Father’s Day, John Wayne go hand-in-hand
Chronicle Media — June 17, 2015Tell that to John Wayne.
You can’t, of course. He died on June 11, 1979. But that hasn’t put a dent in Wayne’s popularity.
Each year since 1994, Harris Poll has conducted a survey to find out who are America’s favorite movie stars. This year John Wayne came in second to Denzel Washington — a neat trick since, as I pointed out Wayne is dead while Washington is alive.
And Wayne is moving up. Last year he was No. 7 on the list.
John Wayne is the only movie start to appear on the Harris Poll list every year since the poll began 21 years ago.
I bring this up because Father’s Day is approaching. And for me, somehow, Father’s Day and John Wayne go together.
Maybe I associate the two because the first time my father ever took me to the movies we saw “Wake of the Red Witch,” A high-seas. South Sea adventure in which John Wayne battled bad guys, giant clams and octopusses (octopi?).
There were no witches. And though I liked the movie a lot, I remember being slightly disappointed that Red Witch was the name of a ship.
But it’s not just me who is a John Wayne fan. Which is why I brought up the Harris Poll.
There is something about the appeal of John Wayne that just won’t die and is unique to any other movie star. John Wayne movies are all over TV. And one station, MoviesTV, devotes each Monday to John Wayne films.
A few years ago when America had bookstores, I was browsing in one. In the movies section there was a display of John Wayne DVDs.
Sell many John Wayne movies? I asked the clerk.
“Oh yes,” he replied. “All the time. It’s amazing.”
For any actor. But for a long-dead actor? Positively supernatural.
I’m not smart enough or educated enough to explain John Wayne’s enduring popularity.
I know that — despite the claims of after-all-these- years angry hippies — John Wayne was a really fine actor.
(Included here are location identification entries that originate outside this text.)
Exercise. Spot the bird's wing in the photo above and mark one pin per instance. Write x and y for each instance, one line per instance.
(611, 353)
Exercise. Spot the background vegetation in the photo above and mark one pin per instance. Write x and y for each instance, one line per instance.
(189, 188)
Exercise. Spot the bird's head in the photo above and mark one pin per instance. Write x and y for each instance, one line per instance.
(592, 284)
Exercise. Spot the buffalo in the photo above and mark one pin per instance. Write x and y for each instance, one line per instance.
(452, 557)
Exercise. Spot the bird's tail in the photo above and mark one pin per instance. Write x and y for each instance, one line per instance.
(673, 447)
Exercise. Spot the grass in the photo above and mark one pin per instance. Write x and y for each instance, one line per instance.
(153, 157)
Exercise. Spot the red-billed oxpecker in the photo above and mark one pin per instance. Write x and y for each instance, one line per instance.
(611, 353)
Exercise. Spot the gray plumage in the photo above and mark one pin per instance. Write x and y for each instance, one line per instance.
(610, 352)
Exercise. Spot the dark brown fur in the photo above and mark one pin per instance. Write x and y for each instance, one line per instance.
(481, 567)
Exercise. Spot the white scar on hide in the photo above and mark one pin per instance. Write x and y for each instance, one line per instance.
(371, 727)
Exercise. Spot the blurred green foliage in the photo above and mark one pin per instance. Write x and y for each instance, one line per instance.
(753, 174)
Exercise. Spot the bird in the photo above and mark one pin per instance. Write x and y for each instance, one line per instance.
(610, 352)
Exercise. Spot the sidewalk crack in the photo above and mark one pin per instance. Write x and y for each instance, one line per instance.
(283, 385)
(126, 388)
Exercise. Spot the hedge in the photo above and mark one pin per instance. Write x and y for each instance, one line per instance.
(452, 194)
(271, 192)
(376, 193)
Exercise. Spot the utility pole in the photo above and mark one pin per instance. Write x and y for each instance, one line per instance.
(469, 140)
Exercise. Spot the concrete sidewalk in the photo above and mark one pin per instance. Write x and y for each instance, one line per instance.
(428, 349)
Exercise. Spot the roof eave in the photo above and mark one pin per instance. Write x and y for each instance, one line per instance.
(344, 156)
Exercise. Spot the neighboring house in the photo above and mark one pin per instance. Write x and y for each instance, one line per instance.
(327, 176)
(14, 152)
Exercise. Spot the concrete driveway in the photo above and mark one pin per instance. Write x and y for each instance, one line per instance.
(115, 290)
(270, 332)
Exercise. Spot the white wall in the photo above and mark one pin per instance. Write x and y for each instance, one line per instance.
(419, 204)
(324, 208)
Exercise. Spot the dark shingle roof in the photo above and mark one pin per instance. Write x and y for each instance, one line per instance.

And I know he made some of the greatest movies of all time.
More than that, though, there is something about him I have to leave to scholars, something about archetypes, symbolism, heroism and the myth of the American frontier.
But for the purposes of this column, for the purposes of Father’s Day, what I want to say is that 10-to-1 your father likes John Wayne.
I bet your dad would like nothing better than to sit back for a couple of hours on Father’s Day — or any day — and watch a John Wayne movie. Maybe watch it with you.
And fathers being fathers, chances are his electronic know-how stopped with DVDs.
There are many, many John Wayne movies on DVD. They make a nice Father’s Day gift. Need suggestions?
Here are a few of my favorites, “The Searchers,” “The Man Who Shot Liberty Valance,” “True Grit,” “Fort Apache,” “The Quiet Man,” “Hondo,” “Red River,” “The Shootist,” “Stagecoach.”
I could go on. Wayne made more than 200 films. But this is a good start.
Come Father’s Day, I may sneak a peek at “Wake of the Red Witch.”
Of course, I have it on DVD.
Oh, yes, the other movie stars placing in this year’s Harris Poll are (in order after Washington and Wayne) Brad Pitt, Johnny Depp, Tom Hanks, Clint Eastwood, Jennifer Lawrence, Meryl Streep, Harrison Ford and Angelina Jolie.